むしろ《アオゾラの会》が関係している可能性は非常に高い」
「だってさっきは《アオゾラの会》は入会金なんてとらないって言ってたでしょう?」
「表向きはな。しかし考えてもみれば《アオゾラの会》の収益、金の源泉がまったく不明なのだ。普通に考えればそういった金が動いていてもおかしくはないだろう?巧妙に隠されていて痕跡すら残さず金を受け取っているのかもしれん」
「あの、その話と世界線がどうのって話がいまいち繋がらないんです。もう少しわかりやすくなりませんか?」
「いいだろう。ここを見てくれ」
京極はモニターに映るグラフの真ん中あたりに人差し指を置いた。
—これはもしかして—
朝陽が小さくつぶやく。
「そう。この日付は、この街に《雫》が降った日だ」
朝陽はモニターから目を離さなかった。京極がこれから言わんとすることを早く知りたくて、モニターの表示を舐めるように見た。
「そして、その日から約一週間後に《アオゾラの会》が発足している。奇妙だと思わんかね?それまで大した金を持っていなかった者が急に街ごと造り替えるほどの資金と技術を身につけたのだ」
朝陽はまだ黙っていた。京極は黙ったままの朝陽の横顔を確認して続けた。
「その中川なにがしという男とそのパートナーはおそらく《アオゾラの会》に踏み込んでしまっていると考えられる。しかし現在どうすることもできない。今や警察ですら《アオゾラの会》と密接に連携しているからな。

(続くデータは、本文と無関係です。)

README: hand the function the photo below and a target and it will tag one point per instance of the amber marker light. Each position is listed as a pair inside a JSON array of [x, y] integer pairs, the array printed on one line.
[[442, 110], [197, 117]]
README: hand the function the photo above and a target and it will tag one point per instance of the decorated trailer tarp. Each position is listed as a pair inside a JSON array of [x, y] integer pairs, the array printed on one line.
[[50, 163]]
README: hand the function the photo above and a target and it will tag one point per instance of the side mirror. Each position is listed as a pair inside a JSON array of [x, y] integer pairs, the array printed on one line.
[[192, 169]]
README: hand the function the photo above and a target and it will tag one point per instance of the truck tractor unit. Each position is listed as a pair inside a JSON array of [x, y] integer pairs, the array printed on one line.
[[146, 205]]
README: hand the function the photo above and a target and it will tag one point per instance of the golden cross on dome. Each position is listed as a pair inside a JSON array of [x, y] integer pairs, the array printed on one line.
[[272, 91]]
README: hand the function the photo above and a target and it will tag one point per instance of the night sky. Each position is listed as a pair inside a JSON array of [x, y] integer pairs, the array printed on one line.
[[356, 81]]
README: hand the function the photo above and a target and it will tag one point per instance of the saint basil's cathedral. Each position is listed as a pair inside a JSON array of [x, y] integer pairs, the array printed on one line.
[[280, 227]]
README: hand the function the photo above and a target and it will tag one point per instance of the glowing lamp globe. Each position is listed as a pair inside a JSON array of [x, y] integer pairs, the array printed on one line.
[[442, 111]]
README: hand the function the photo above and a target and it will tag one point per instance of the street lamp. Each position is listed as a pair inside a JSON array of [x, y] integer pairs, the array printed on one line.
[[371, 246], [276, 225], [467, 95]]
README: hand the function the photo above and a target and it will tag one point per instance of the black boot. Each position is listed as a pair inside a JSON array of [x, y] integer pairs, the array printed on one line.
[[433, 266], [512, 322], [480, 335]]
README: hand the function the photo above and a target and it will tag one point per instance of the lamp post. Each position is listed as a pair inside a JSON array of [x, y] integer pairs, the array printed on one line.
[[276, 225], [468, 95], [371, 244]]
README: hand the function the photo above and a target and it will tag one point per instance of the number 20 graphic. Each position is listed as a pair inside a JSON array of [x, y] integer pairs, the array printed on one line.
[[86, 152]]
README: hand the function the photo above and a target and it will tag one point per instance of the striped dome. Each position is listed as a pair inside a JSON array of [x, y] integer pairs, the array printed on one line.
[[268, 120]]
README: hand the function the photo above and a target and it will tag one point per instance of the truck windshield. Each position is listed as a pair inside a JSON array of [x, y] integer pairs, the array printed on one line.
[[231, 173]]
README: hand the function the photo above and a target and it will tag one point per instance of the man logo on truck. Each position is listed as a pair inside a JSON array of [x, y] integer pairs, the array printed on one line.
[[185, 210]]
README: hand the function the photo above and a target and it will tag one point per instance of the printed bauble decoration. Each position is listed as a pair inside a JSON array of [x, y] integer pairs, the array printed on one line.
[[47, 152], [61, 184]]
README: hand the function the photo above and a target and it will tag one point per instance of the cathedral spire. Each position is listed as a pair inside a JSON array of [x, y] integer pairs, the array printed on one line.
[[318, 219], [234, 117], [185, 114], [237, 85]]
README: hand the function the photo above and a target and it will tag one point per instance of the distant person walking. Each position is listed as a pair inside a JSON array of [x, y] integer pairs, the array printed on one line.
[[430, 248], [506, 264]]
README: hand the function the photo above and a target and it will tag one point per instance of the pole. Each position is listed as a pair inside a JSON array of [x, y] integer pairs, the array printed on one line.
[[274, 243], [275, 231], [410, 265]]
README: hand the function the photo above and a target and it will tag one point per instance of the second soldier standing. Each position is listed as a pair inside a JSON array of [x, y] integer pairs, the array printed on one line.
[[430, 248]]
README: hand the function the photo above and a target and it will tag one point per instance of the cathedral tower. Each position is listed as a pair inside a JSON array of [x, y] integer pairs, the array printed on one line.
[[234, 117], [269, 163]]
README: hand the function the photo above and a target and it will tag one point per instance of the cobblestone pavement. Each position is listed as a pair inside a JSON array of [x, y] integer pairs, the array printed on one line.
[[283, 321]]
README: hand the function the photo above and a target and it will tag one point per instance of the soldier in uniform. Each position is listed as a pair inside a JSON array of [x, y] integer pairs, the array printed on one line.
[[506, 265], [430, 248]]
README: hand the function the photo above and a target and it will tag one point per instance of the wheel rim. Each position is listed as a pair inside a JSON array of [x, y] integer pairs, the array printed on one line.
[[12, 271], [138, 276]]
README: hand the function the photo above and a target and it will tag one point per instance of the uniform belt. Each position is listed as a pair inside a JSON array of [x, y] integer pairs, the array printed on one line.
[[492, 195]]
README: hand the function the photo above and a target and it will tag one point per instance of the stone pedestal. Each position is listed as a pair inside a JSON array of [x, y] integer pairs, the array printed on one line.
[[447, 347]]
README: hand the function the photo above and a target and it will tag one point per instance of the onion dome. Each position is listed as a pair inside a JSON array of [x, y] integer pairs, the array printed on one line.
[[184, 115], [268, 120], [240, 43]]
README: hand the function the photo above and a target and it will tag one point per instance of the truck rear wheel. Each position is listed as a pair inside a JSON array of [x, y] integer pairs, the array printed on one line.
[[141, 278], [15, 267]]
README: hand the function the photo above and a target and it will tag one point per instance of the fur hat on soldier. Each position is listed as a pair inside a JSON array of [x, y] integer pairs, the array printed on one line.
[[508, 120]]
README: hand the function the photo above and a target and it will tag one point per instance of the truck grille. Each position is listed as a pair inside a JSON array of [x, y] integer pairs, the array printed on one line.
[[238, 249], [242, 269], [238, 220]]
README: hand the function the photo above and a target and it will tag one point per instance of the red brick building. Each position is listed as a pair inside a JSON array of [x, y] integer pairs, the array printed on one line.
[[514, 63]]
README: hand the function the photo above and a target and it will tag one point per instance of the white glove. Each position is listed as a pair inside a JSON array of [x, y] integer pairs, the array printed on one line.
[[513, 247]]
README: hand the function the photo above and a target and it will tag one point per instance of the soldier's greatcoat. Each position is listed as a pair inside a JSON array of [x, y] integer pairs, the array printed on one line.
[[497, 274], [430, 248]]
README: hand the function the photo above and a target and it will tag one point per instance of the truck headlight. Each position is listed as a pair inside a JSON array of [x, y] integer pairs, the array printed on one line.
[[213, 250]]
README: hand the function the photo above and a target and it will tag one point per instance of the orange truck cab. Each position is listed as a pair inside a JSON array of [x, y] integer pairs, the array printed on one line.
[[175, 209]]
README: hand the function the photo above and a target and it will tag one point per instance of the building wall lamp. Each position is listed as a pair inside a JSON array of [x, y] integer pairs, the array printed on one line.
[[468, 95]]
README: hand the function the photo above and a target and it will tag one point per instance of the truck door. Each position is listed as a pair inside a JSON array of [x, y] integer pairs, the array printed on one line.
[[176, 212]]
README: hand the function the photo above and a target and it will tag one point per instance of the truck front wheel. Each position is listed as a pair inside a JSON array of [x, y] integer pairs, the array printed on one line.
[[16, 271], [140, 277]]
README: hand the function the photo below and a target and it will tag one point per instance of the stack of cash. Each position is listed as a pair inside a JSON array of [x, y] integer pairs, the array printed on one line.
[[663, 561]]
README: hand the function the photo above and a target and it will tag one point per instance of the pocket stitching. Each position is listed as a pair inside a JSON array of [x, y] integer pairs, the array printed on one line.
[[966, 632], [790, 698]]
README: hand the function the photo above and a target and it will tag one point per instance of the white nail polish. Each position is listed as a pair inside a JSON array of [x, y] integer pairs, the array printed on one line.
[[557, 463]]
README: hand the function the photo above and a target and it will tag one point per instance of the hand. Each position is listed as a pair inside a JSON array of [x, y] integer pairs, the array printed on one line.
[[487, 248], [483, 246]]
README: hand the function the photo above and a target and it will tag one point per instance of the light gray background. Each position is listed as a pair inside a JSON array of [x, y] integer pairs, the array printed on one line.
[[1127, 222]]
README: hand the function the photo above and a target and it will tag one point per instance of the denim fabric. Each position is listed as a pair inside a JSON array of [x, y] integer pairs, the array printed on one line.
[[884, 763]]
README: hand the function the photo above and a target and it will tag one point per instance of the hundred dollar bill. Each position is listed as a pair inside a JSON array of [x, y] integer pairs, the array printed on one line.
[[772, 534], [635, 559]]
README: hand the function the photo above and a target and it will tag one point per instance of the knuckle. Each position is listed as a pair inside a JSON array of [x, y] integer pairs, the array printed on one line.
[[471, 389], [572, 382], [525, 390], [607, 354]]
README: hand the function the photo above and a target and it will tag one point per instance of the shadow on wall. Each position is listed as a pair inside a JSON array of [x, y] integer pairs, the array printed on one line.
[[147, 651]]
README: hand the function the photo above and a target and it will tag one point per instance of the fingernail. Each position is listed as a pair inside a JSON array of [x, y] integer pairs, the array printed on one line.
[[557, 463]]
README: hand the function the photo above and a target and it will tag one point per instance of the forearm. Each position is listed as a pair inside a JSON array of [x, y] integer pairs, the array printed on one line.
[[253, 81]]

助けたいのならば、《アオゾラの会》の正体を掴むしかないのだ」
朝陽はことの重大さと中川さんの行く末を同時に考えた。
「えっと。《アオゾラの会》と中川さんたちと世界線はどういった関係があるんですか?」
さきほどのようないらつきはもう消え失せていた。
「グラフの下の方を見るといい」
そこにはある一文が無機質に表示されていた。
「うそでしょ。これほんとなんですか?」
「《アオゾラの会》と世界線は必ず何かの関係があるのだ。中川なにがしが助かるかどうかはこの謎がとけるかどうかにかかっておると言っても過言ではない」
この街に《雫》が降った日。《アオゾラの会》が発足した日。
グラフの下に表示されている無機質な一文から朝陽は目が離せなかった。